高校時代、同級生エースに「負けた」から今がある…東北福祉大軟式野球部・富樫翼が学生コーチの仕事を通じて得た財産
東北福祉大は硬式の強豪高校出身者が多数在籍しており、中には甲子園経験者もいる。「みんな一生懸命野球をやってきていて、自分以上に知識がある。教えるというよりは、サポートをしながら一緒に野球をするのが自分の仕事」と一歩引いた立ち位置で選手と接してきた。 同時に、実力者揃いの集団だからこそ、選手一人ひとりを「平等に見る」ことは常に心がけてきた。「大学まで野球を続けるということは社会勉強でもある」との考えで、野球の実力だけを重視した起用にならないよう、各選手の野球と向き合う姿勢に目を光らせた上で小野コーチに報告した。人一倍努力していても試合に出場できず、くすぶっている選手には、出場機会を得るためサブポジションを練習するよう助言することもあった。 大学軟式野球部は全国的に見て、大人の指導者が不在であることがほとんど。そんな中、大学軟式野球日本代表監督でもある小野コーチと、広い視野を持って指揮官を支えた富樫の存在は、東北福祉大を強くした。
「時間」と引き換えに手に入れた「人との縁」
学生コーチの醍醐味を尋ねると、富樫は「良くも悪くも大変なところですかね」と答えた。練習に参加するのはもちろん、練習前後も仕事に追われ、「自分の時間を犠牲にしないといけない」ことは日常茶飯事だった。 一方、「たくさん時間をかけたおかげで、人との縁には恵まれた」とも話す。外部とやり取りする機会が頻繁にあったからこそ、一選手では関わることのないような野球人とも知り合うことができた。軟式野球を学ぶため、小野コーチや宮城教育大軟式野球部監督で東北地区大学軟式野球連盟理事長も務める畠山和也さんらの教えを請うこともあった。

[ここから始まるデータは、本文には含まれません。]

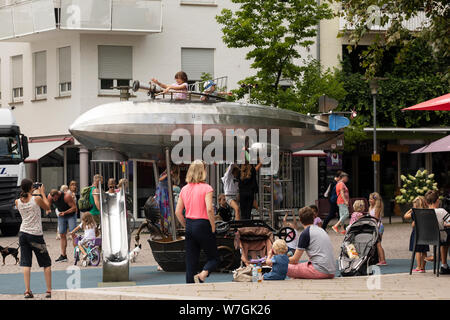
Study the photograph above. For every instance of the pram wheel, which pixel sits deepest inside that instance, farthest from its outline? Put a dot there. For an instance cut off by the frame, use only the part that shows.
(95, 257)
(226, 258)
(287, 234)
(222, 227)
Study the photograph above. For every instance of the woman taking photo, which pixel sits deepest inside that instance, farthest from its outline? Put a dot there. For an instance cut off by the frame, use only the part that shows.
(196, 198)
(31, 236)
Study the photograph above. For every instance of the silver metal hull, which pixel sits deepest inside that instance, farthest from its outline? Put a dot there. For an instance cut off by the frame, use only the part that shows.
(142, 130)
(114, 237)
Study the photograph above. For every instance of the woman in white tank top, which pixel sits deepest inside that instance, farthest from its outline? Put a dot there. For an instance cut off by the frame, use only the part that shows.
(31, 236)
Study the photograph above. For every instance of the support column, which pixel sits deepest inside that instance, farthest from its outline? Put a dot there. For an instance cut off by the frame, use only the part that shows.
(84, 167)
(429, 162)
(135, 208)
(65, 165)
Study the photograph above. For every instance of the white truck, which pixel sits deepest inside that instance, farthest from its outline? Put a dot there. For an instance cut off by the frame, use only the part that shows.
(13, 152)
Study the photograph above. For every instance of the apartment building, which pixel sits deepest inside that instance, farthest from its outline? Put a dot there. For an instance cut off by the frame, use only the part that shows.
(59, 58)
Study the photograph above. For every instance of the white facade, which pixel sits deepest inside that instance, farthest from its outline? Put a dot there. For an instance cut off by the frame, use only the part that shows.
(185, 24)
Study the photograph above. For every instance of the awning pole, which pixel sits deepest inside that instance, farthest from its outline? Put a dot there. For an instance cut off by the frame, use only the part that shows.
(171, 205)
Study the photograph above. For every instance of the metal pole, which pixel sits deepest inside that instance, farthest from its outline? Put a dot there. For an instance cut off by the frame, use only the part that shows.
(375, 141)
(135, 199)
(169, 183)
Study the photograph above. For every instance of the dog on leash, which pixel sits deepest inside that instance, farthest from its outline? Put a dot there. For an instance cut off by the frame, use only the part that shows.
(135, 252)
(6, 251)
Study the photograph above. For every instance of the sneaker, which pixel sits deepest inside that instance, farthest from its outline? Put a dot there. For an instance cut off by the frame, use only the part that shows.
(61, 259)
(445, 270)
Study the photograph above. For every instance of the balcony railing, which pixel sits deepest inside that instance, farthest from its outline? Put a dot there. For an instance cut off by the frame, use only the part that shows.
(24, 17)
(416, 23)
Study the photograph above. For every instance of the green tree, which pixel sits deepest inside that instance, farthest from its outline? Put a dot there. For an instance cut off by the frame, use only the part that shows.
(391, 14)
(274, 31)
(416, 78)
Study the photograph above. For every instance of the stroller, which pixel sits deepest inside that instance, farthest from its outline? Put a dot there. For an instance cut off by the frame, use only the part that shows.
(254, 238)
(362, 237)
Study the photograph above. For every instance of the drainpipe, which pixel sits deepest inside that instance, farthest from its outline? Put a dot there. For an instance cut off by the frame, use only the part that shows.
(318, 39)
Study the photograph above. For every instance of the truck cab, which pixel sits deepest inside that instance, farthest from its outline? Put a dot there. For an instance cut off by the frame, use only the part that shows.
(13, 152)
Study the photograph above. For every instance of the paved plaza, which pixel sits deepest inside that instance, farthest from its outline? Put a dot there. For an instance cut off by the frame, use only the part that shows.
(393, 282)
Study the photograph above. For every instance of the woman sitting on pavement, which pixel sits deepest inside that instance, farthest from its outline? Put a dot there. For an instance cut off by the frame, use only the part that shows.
(315, 241)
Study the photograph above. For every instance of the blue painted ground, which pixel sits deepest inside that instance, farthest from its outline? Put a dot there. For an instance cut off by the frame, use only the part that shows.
(147, 275)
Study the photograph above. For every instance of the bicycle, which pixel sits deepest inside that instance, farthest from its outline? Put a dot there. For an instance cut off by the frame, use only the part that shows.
(92, 253)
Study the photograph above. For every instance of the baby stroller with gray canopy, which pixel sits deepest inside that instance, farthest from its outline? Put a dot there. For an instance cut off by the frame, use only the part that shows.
(359, 248)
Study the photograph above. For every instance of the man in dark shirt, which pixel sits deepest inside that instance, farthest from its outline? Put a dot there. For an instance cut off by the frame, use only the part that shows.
(67, 217)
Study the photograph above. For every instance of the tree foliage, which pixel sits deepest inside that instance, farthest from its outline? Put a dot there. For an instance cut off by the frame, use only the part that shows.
(273, 30)
(392, 15)
(416, 78)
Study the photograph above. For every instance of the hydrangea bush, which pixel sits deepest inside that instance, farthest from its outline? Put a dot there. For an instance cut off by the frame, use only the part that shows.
(414, 186)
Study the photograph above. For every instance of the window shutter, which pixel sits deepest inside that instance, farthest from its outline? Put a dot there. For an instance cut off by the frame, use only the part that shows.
(115, 62)
(65, 68)
(197, 61)
(17, 72)
(40, 68)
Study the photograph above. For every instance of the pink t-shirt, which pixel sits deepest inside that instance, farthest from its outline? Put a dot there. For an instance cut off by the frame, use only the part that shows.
(341, 186)
(193, 196)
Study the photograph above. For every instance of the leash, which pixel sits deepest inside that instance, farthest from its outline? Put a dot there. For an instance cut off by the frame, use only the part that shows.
(8, 246)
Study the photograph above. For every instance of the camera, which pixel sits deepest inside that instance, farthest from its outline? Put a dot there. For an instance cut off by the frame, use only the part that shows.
(37, 185)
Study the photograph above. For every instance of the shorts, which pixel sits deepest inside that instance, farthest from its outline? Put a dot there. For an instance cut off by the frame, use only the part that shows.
(420, 247)
(85, 242)
(67, 223)
(30, 243)
(97, 220)
(230, 198)
(306, 271)
(343, 212)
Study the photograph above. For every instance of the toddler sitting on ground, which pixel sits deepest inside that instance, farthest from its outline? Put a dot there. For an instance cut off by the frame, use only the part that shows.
(279, 261)
(358, 208)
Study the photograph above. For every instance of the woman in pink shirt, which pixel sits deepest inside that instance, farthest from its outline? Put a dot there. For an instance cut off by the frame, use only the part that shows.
(196, 198)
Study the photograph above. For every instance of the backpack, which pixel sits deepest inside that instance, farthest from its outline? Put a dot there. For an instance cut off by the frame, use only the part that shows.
(83, 203)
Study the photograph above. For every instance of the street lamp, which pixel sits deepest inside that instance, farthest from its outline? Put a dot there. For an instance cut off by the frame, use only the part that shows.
(373, 84)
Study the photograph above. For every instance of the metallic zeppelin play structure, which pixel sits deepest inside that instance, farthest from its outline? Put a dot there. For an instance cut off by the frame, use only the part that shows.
(153, 130)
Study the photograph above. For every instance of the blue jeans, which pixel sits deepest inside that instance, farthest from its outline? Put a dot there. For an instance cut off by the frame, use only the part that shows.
(64, 222)
(198, 237)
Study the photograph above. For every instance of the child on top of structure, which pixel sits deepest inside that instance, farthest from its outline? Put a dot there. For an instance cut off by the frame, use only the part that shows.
(180, 86)
(209, 88)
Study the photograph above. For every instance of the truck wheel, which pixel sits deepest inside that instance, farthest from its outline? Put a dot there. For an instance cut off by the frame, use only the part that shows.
(10, 231)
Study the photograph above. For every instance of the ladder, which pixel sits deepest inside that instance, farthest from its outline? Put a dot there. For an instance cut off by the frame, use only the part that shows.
(268, 210)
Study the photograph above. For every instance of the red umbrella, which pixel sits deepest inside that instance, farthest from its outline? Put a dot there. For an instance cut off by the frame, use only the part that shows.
(441, 103)
(441, 145)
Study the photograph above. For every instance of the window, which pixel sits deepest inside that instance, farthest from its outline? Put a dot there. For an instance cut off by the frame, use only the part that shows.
(17, 78)
(40, 74)
(195, 62)
(115, 64)
(65, 76)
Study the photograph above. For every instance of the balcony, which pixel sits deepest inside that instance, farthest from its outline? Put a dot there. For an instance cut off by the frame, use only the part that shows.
(19, 18)
(416, 23)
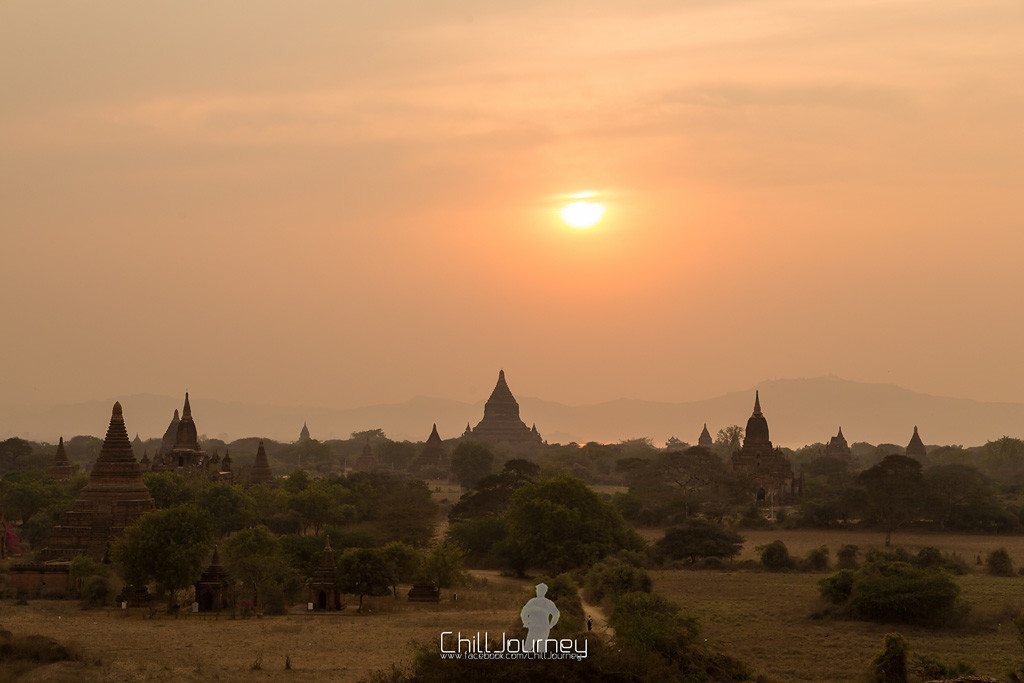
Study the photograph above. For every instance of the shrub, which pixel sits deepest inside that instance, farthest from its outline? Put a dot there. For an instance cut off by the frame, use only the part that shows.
(837, 588)
(896, 592)
(846, 558)
(775, 556)
(612, 578)
(890, 665)
(817, 559)
(931, 558)
(697, 539)
(998, 563)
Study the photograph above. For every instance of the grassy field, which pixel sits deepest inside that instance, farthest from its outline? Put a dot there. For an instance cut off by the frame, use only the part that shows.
(340, 646)
(801, 541)
(765, 620)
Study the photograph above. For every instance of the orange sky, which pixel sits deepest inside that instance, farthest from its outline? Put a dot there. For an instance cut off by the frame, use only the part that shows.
(346, 203)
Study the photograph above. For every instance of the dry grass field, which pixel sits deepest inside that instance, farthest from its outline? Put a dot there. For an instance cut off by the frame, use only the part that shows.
(800, 542)
(765, 620)
(343, 646)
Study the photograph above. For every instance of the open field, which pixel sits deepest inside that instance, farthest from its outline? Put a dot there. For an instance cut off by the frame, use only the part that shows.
(343, 646)
(800, 542)
(765, 620)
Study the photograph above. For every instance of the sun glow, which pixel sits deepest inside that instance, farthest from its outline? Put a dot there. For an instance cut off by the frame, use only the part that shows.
(583, 212)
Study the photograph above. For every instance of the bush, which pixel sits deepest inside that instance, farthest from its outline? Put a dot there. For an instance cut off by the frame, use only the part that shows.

東北地区大学軟式野球連盟は他の地区と比べて大人の指導者が多く、全国に先駆けて東北地区選抜チームを結成するなど、大人の主導による活動も盛んだ。「学生のためを思って動いてくれる大人の力はすごいと思った。そういう大人がいるのは他の地区にはない強みだし、学生には誇りに思ってもらいたい」。そんなことに気づけたのも、学生コーチの仕事を通じて積極的にコミュニケーションを図ったからこそだ。